GEELONG coach Mark Thompson says All Australian full back Matthew Scarlett has set a benchmark for defenders that few will have the ability to reach.
The 30-year-old Cat, who celebrates his 200th game on Saturday night, has been the key to a defence widely recognised as the best in the business.
Thompson was effusive in his praise of the rebounding full back.
“I’ve never really seen a defender play the way he has, and he’s probably made it a little bit harder for the modern defender of the future trying to play like him.”
Scarlett averages 16 possessions a game this year, including 32 a fortnight ago against the Bulldogs.
Thompson said Scarlett’s attacking style went beyond what he thought capable for a player whose job it is to stop the opposition’s best forward.
“He’s certainly taken it as far as we could possibly have ever imagined it could have been taken,” he said.
“I would never have thought he would ever have got up to 30 possessions in a game of footy like he has at times.”

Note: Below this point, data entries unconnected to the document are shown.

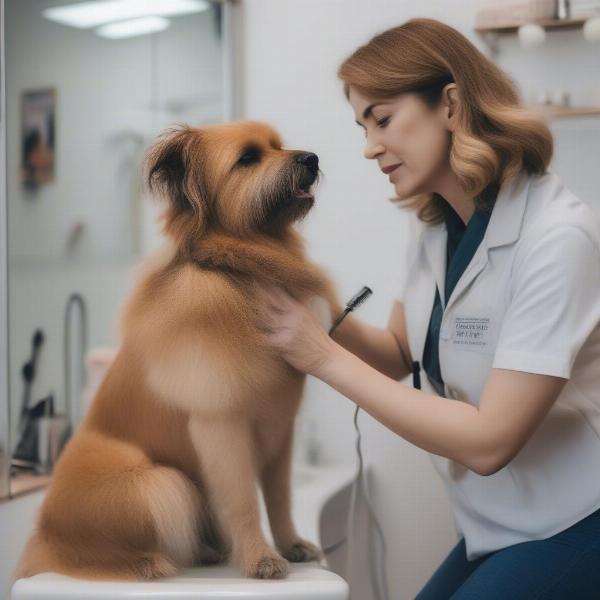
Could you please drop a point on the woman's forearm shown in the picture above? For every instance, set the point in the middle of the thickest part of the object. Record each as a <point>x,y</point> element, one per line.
<point>444,427</point>
<point>377,347</point>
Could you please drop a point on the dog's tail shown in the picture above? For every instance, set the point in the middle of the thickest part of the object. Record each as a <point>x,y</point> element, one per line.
<point>42,555</point>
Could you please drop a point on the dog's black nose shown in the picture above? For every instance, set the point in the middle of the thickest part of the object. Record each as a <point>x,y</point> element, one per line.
<point>309,160</point>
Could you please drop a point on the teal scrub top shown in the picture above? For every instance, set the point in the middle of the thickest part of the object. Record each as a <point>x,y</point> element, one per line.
<point>463,241</point>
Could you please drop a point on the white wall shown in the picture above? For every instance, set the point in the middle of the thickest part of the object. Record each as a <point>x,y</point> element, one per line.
<point>293,49</point>
<point>112,98</point>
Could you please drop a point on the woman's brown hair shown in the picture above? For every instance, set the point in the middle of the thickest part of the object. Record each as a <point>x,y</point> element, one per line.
<point>495,137</point>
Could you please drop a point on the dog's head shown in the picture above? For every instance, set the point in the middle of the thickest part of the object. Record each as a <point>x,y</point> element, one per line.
<point>235,177</point>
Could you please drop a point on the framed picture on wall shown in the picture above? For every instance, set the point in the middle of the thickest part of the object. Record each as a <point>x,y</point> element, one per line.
<point>37,137</point>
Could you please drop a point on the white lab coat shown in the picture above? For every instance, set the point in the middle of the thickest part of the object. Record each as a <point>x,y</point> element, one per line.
<point>528,301</point>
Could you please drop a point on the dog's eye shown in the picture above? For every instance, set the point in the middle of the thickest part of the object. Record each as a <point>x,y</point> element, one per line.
<point>252,155</point>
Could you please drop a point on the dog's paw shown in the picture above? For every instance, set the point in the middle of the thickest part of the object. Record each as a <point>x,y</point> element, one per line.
<point>302,551</point>
<point>269,566</point>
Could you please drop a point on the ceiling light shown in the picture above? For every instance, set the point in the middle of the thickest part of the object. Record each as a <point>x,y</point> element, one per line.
<point>92,14</point>
<point>133,27</point>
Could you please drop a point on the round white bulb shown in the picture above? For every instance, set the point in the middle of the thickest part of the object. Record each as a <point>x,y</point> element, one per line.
<point>531,35</point>
<point>591,30</point>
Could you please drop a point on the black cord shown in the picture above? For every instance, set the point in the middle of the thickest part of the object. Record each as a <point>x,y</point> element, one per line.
<point>355,301</point>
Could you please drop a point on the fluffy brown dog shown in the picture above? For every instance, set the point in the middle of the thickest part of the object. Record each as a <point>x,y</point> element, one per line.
<point>196,408</point>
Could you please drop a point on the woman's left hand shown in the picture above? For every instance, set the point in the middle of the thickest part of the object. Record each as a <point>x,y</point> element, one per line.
<point>295,332</point>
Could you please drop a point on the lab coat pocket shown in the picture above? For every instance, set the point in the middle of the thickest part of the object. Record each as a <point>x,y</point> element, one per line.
<point>474,330</point>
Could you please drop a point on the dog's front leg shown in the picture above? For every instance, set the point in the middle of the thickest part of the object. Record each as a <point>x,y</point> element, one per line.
<point>226,456</point>
<point>275,480</point>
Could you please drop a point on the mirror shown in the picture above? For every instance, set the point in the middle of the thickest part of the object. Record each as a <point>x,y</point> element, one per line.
<point>83,100</point>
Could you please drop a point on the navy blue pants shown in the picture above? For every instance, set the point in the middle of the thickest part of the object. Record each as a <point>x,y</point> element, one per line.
<point>565,566</point>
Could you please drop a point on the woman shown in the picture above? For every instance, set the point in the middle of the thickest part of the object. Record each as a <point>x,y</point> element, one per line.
<point>501,308</point>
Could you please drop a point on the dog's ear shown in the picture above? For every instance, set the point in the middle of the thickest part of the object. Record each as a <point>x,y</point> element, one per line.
<point>172,170</point>
<point>166,166</point>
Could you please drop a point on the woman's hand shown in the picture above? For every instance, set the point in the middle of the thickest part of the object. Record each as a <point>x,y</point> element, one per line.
<point>295,332</point>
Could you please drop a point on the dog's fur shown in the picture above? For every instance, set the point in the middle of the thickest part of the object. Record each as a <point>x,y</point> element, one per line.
<point>196,407</point>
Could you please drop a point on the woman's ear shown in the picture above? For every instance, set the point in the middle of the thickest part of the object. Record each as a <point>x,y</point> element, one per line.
<point>449,104</point>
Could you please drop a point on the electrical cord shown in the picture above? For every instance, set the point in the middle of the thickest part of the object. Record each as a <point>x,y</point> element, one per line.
<point>379,583</point>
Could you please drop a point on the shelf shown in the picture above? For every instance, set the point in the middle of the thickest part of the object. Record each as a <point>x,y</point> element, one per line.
<point>575,23</point>
<point>552,112</point>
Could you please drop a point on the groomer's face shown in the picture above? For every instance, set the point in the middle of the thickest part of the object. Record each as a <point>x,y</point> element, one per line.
<point>404,131</point>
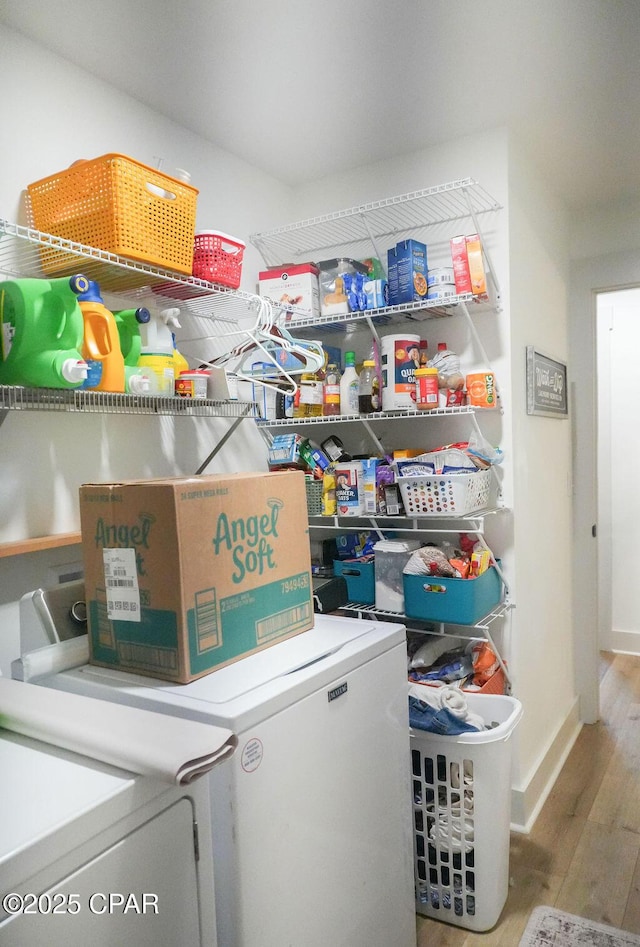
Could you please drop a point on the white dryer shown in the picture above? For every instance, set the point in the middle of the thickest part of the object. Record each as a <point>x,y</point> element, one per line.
<point>311,816</point>
<point>91,854</point>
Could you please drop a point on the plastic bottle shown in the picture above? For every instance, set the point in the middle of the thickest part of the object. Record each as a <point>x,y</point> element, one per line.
<point>41,334</point>
<point>349,385</point>
<point>331,391</point>
<point>158,350</point>
<point>101,343</point>
<point>310,395</point>
<point>368,388</point>
<point>137,380</point>
<point>427,396</point>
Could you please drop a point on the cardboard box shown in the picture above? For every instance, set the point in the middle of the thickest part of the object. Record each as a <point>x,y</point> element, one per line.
<point>461,274</point>
<point>186,575</point>
<point>476,265</point>
<point>411,257</point>
<point>293,286</point>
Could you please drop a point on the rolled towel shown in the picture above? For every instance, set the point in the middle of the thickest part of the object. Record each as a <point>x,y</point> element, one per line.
<point>456,703</point>
<point>454,700</point>
<point>428,695</point>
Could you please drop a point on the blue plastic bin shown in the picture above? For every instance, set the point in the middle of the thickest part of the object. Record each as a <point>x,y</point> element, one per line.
<point>360,578</point>
<point>458,601</point>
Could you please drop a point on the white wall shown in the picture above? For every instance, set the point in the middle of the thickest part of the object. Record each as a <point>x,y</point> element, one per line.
<point>619,269</point>
<point>618,340</point>
<point>542,470</point>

The three-time All Australian, who made his debut against Essendon – the team he supported as kid – in round 22, 1998, has missed only nine games in the past nine seasons. He has been the heartbeat of a backline that led the league last year and is doing likewise in 2008.
Thompson said marriage, and the birth of Scarlett’s second child, had matured the player some have compared to full back of the 20th century Stephen Silvagni.
Scarlett will become the 23rd Geelong player to reach 200 games.